Ses kirliliği konusunun bilisizliği
Bundan aşağı yukarı yetmiş yıl önceydi. İzcilikteki bir başarımdan ötürü Yunanistan’a çağırmışlardı beni. Uluslar arası bir kampa katılmam isteniyordu. Oraya yolculuklarımda, etkinliklerde, günü gününe izlenimlerimi yazmıştım. Bu yazdıklarımı gören bir hukukçu ağabeyim, Denizli’de çıkarmakta olduğu “Demokrat Denizli” adındaki güncede bunları yayınlamak istedi. Unutmadıysam her çarşamba günü bana ayrılan bir köşeye konulacaktı yazılarım.
Köşe yazarlığım böyle başladı kısacası…
Sözünü ettiğim yazılardan ilki değilse bile ilklerden biri ‘gürültü’ üzerineydi. Yunanistan’da, izlence uyarında bizi götürdükleri bir inceleme gezisinde yazlık bir dinlence yerinden geçtik. Kentin girişindeki koca bir yazı ilgimi çekti. Gelenleri sessiz olmağa çağırıyordu. Dinlence yeri ya…
Böyle bir duyarlık hoşuma gitmişti. Etkilenmiştim… Bunu da yazmıştım. Demokrat Denizli güncesindeki köşemde yayınlanmıştı.
Dün bir dostum beni aradı telefonla. Senin bir ‘jübile” ni yapalım diyordu. Bu nedenle ilk yazılarımı düşündüm. Kaç yıl geçmişti aradan? O günlerden beri uğraşıyorum bu gürültü olayı ile.
Değişen bir şey oldu mu?
Ne gezer! Tam tersine...
Arada yazmadım mı? Elbette yazdım…
Beyoğlu’ nu yazdım örneğin. Oradaki ses ölçümlerinin doksan birimi (desibel) aştığını … Bunun uçak gürültüsü olduğunu… Bu yükseklikteki gürültünün beyin hücrelerini zedelediğini… ( Bunu da konunun uzmanlarından öğrenmiştim. Bilmem yalan bilmem doğru…)

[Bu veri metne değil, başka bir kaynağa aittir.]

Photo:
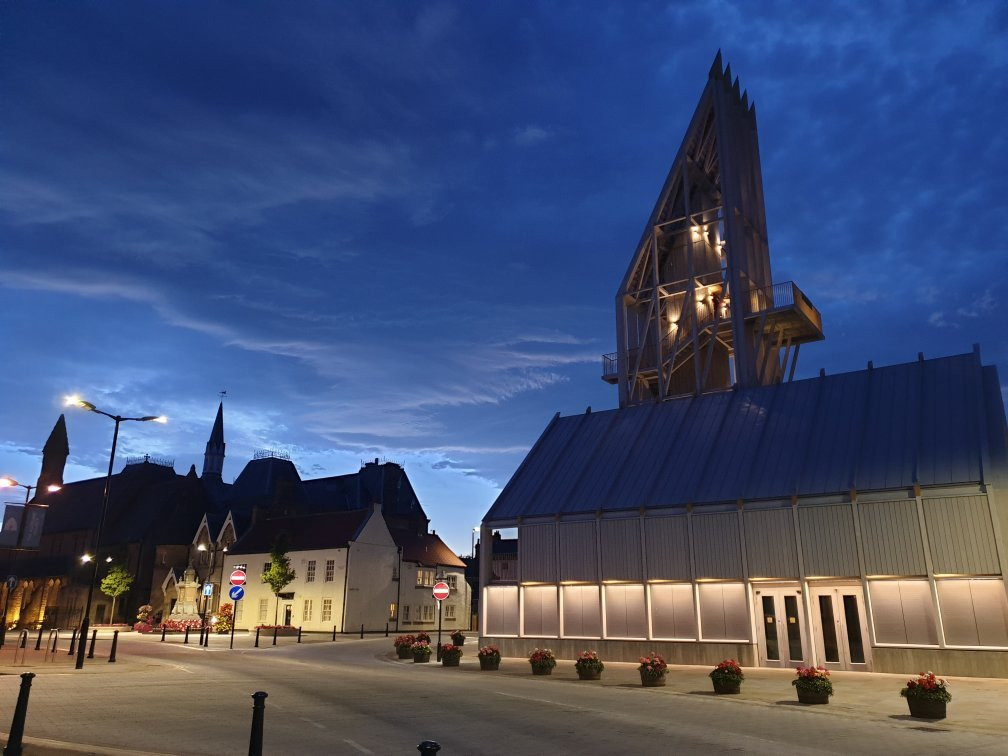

Yalnız bunu mu dile getirdim?
Başka yazılarımda, örneğin sinemada çok yüksek perdeden seslendirmenin kötülüğünü oradaki görevlilere anlatmağa çalıştığımı öykülüyordum. Film dağıtımcılarıyla yaptıkları sözleşmede bu yükseklikte ses koşul olarak yazılıymış. Bu nedenle zorunlu olarak bunu uyguluyorlarmış. Neden ki?
Gel de çık işin içinden…
Düğünlerde atılan fişeklerden, gece yarısı sayrıların, çocukların durumunu düşünün. Bir kezinde karakolu aradım. Oradaki polis de (Ben de çocuğumu uyutamıyorum.) diye yakındı.
Hepimizin beyni ile kimler uğraşıyordu ki?